一般的詢問令得齊白瑾尷尬至極,愈發恨得發狂。
「造反么?不算是。本王不過是撥亂反正而已。」
「齊白屠,你敢說朕是亂黨?」
謝太師站出,指責二爺:「南越王,你私自帶兵入京,未得召喚,入宮於陛下面前私放冷箭。情況嚴重,可視為謀殺陛下。按罪當誅九族。」
「誰是皇帝?」
謝太師被噎著,頓了頓,又說道:「陛下親自傳位淮南王,有聖旨為證。」
「聖旨呢?」
謝太師捧出聖旨,直接被二爺撕碎。
二爺又問:「聖旨呢?」
謝太師和齊白瑾一起懵了,他們怎么也沒料到......齊白屠會這么無賴!!
謝太師很快反應過來,道:「便是您毀了聖旨,百官都可以作證。」
「是嗎?」齊白屠一笑,殺伐鬼氣橫貫正德殿。「你們真的確定可以作證?」
「夠了!縱您為沙場鬼將,斬殺首級無數。但百官鐵骨錚錚,不懼你威懾。有本事,你就殺掉百官,砍掉西燕肱骨,再去殺天下悠悠眾口!」
謝太師義正言辭怒言道。
百官紛紛附和。
百官或為世家之人,或依附世家而活。自以世家為馬首是瞻。
「百官鐵骨錚錚?奴顏婢膝、睜眼瞎鬧、膽小怕死、依附權貴!這就是你眼中的鐵骨錚錚?謝孝正,你是越活越回去了!」
蒼老正氣憤怒的指責從二爺背後傳來,一個瘦小蒼老但有威嚴的老人走出來。他的形貌望之儼然,舉手抬足不乏風骨正氣。
他是王氏族長王老先生。
受到這位德高望重的先生的指責,謝孝正雖漲紅了一張老臉皮,仍強言爭辯道:「王老,仁義禮智信,天地君親師。

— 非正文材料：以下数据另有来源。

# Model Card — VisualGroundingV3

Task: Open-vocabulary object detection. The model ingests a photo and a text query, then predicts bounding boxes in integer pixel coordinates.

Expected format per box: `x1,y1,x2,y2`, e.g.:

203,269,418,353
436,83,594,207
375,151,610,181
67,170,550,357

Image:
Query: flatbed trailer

我等敬重陛下,效忠陛下,兢兢業業,未敢怠慢。君辱臣死,君被辱,臣等為之解憂。不畏懼死亡,正義凜然斥責不仁不義之人,怎不能擔得鐵骨錚錚?」
王老淡淡瞥一眼他,望著百官道:「是啊。仁義禮智信,天地君親師。那么,老夫交予你們的就是昧著良心欺騙百姓、欺辱帝王嗎?劉清史,為人臣子,至重至最為何?方回,誰君誰臣,你可看得清?看清又是否分得明?江康,忠君愛國體現在何處?你可做到?洪慶......」
眼見王老面不改色,雲淡風清的點出朝堂中將近一半的官員,而那些官員被點到統統露出羞愧的神色後,謝孝正臉色變白。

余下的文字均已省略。